Jubileum Sint-Gregoriuskoor Sint Jansteen

Op zondag 23 februari viert het Sint-Gregoriuskoor in Sint Jansteen zijn zeventigjarig jubileum. Om 10.30 is er een plechtige H. Mis in de kerk van de H. Johannes de Doper. Celebrant is pater Joop Reurs. Het koor zingt de gregoriaanse mis van de H. Johannes de Doper. Na de mis is er een receptie met gelegenheid tot feliciteren van het koor.

Om 16.00 uur is er in de Kapel van O.L. Vrouw ter Eecken in Kapellebrug een Mariastonde. Het koor zingt dan enkele gregoriaanse marialiederen.

Het Sint-Gregoriuskoor was een initiatief van dirigent Wim Bartz. Het koor verzorgde de diensten in de parochiekerk van de H. Johannes de Doper en was tientallen keren te horen tijdens uitzendingen van de eucharistieviering via de KRO-radio.

Sinds 1976 staat het koor, dat momenteel vijftien leden heeft, onder leiding van Martin Polspoel. Nog steeds verzorgt het regelmatig de zang tijdens de Hoogmis op zondag, de mis op zaterdag en bij uitvaarten.

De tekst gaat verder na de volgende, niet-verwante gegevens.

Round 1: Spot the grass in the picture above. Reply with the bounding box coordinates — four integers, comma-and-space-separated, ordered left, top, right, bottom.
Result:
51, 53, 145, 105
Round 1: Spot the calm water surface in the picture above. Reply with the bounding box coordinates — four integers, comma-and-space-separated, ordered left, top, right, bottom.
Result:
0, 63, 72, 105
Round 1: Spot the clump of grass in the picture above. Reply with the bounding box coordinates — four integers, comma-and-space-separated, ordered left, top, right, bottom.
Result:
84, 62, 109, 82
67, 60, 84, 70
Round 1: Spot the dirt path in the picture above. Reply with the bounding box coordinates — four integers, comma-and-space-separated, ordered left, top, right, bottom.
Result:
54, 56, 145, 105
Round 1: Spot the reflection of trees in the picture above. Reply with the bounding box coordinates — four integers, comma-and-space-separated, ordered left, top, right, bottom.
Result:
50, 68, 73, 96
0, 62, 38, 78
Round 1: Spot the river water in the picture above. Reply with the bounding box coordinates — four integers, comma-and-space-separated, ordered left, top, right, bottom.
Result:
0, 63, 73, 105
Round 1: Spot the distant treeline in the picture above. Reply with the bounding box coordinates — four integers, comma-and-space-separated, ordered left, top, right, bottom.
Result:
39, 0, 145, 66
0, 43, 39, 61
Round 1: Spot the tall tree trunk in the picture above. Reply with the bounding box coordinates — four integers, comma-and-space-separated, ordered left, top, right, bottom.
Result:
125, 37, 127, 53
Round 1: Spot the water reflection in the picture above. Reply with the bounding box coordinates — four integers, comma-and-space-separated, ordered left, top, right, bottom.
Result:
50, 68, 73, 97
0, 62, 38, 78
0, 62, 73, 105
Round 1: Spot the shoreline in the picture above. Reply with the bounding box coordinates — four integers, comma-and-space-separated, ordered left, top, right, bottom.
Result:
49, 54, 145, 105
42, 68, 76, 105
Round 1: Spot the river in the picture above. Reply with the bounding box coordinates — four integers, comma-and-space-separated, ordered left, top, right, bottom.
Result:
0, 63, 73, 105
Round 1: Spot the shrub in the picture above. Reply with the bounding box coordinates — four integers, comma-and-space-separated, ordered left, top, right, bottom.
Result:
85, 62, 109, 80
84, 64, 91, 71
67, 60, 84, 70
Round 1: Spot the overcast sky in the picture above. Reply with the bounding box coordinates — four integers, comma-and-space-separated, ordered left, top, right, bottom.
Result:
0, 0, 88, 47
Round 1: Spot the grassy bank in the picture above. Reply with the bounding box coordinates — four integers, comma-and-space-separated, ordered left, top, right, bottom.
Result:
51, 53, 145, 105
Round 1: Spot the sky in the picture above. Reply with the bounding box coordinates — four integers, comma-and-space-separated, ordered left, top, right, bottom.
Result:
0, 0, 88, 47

Koorkringmiddag Zeeuwse eilanden februari 2014

Op zaterdag 1 februari 2014 organiseert de Koorkring Zeeuwse Eilanden een koorkringmiddag in de Parochiekern H. Blasius Heinkenszand. De kerkkoren uit de regio Schouwen Duiveland, Zuid Beveland en Walcheren zijn uitgenodigd deel te nemen aan deze bijeenkomst. Het thema van deze middag is ‘Maria Lichtmis en de H. Blasius’.

De uitgenodigde koren komen om 15.00 uur bijeen en zullen gezamenlijk de hun aangereikte muziek zingen. Vicaris Paul Verbeek geeft uitleg over het thema van de dag. Om 19.00 uur zingen zij tijdens een eucharistieviering, die de vicaris zal opdragen.

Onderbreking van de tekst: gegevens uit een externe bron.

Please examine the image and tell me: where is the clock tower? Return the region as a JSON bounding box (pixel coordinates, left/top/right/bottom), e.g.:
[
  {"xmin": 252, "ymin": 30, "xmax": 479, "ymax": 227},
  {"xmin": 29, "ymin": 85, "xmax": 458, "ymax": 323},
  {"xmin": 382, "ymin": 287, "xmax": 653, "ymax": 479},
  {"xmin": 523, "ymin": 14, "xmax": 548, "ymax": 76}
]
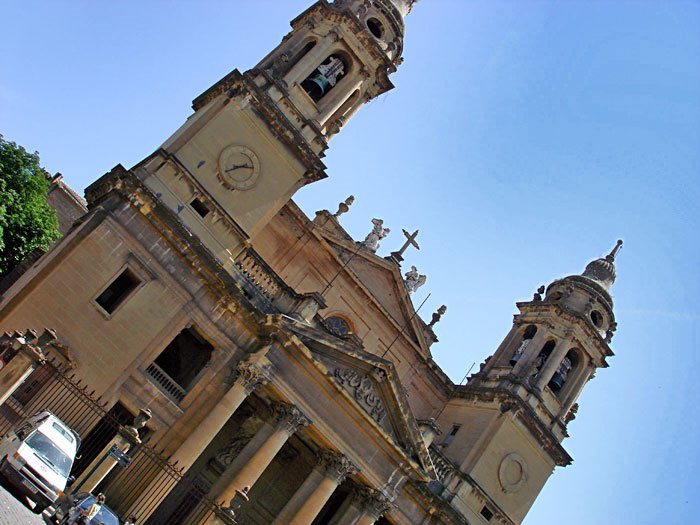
[
  {"xmin": 134, "ymin": 0, "xmax": 413, "ymax": 267},
  {"xmin": 438, "ymin": 241, "xmax": 622, "ymax": 523}
]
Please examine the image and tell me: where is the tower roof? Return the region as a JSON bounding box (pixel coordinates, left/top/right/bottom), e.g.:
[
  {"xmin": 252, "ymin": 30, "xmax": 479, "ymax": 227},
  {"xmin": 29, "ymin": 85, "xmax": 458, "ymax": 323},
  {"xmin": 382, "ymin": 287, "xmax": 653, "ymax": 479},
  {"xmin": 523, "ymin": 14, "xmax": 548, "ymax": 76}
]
[{"xmin": 581, "ymin": 240, "xmax": 622, "ymax": 290}]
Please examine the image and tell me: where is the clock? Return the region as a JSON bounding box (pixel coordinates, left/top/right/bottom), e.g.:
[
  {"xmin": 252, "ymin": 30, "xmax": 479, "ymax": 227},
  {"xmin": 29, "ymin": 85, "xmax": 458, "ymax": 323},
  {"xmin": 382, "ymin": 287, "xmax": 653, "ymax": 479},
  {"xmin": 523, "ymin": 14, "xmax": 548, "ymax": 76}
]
[{"xmin": 217, "ymin": 145, "xmax": 260, "ymax": 190}]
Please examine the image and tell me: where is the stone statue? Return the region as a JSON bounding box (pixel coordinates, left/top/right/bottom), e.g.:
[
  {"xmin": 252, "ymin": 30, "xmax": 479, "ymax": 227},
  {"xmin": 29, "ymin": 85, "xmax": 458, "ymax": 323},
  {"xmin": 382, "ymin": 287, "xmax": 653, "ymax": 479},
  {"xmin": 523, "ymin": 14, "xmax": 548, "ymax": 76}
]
[
  {"xmin": 122, "ymin": 408, "xmax": 153, "ymax": 444},
  {"xmin": 510, "ymin": 339, "xmax": 532, "ymax": 365},
  {"xmin": 404, "ymin": 266, "xmax": 428, "ymax": 293},
  {"xmin": 362, "ymin": 219, "xmax": 391, "ymax": 253},
  {"xmin": 333, "ymin": 195, "xmax": 355, "ymax": 219},
  {"xmin": 428, "ymin": 304, "xmax": 447, "ymax": 328},
  {"xmin": 557, "ymin": 357, "xmax": 573, "ymax": 385}
]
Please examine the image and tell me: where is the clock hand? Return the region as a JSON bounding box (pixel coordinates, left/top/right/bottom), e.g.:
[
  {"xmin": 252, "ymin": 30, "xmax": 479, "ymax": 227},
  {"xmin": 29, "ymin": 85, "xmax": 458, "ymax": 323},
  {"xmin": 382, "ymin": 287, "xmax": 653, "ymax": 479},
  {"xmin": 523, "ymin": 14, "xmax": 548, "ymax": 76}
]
[{"xmin": 224, "ymin": 164, "xmax": 253, "ymax": 173}]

De algehele muzikale leiding berust bij de dirigent van het herenkoor van de H.Blasius, de heer Christian Blaha en de begeleiding op het orgel wordt verzorgd door de dirigent van het Dameskoor van de H. Blasius, de heer Tuur Remijn.

Na het openingslied zal er een lichtprocessie plaatsvinden waarbij de gezamenlijke koren onder andere het ‘Nunc dimittis’ zullen zingen. De vaste gezangen zijn de gezangen uit de driestemmige ‘Mis van de H.Geest’ van Frans Bullens en als slotlied zal het Blasiuslied worden gezongen.

Jaar van het Geloof met zang afgesloten

De afsluiting van het Jaar van het Geloof, die in het bisdom Breda op zondag 24 november plaatsvond in de kathedraal, stond in het teken van de kerkmuziek en in het bijzonder van de zang.

Bij deze gelegenheid werd het eerste exemplaar van de cd ‘Kom heilige Geest’ aan bisschop Liesen aangeboden. Op deze cd onder meer vier antwoordpsalmen voor de viering bij het toedienen van het H. Vormsel. De muziek is geschreven door Frans Bullens en sluit aan bij de Mis van de heilige Geest die ook voor deze vieringen is geschreven.

De antwoordpsalmen worden gezongen door de Kathedrale Cantorij. Verder werkten de schola van het Antoniushuis en de Begijnhofschola mee aan deze cd.

Partituren van de vier antwoordpsalmen zijn verkrijgbaar via de webshop van het bisdom

Een bijzondere gebeurtenis tijdens deze middag was de benoeming van Harrie Muskens tot ridder in de orde van Sint-Sylvester. Harrie Muskens was jarenlang lid van het bestuur van diocesane SInt-Gregoriusverening Breda. Hij nam mede het initiatief tot Donek en was en is oprichter en dirigent van diverse koren. Bijzondere aandacht had hij voor kinderzang. Zijn project voor kinderzang ‘Het groene hout’ vond in heel Nederland navolging. Ook zijn vele activiteiten op maatschappelijk gebied waren aanleiding om hem deze onderscheiding toe te kennen.

Bij gelegenheid van de afsluiting van het Jaar van het Geloof verscheen een nummer van het bisdommagazine, gewijd aan de kerkmuziek.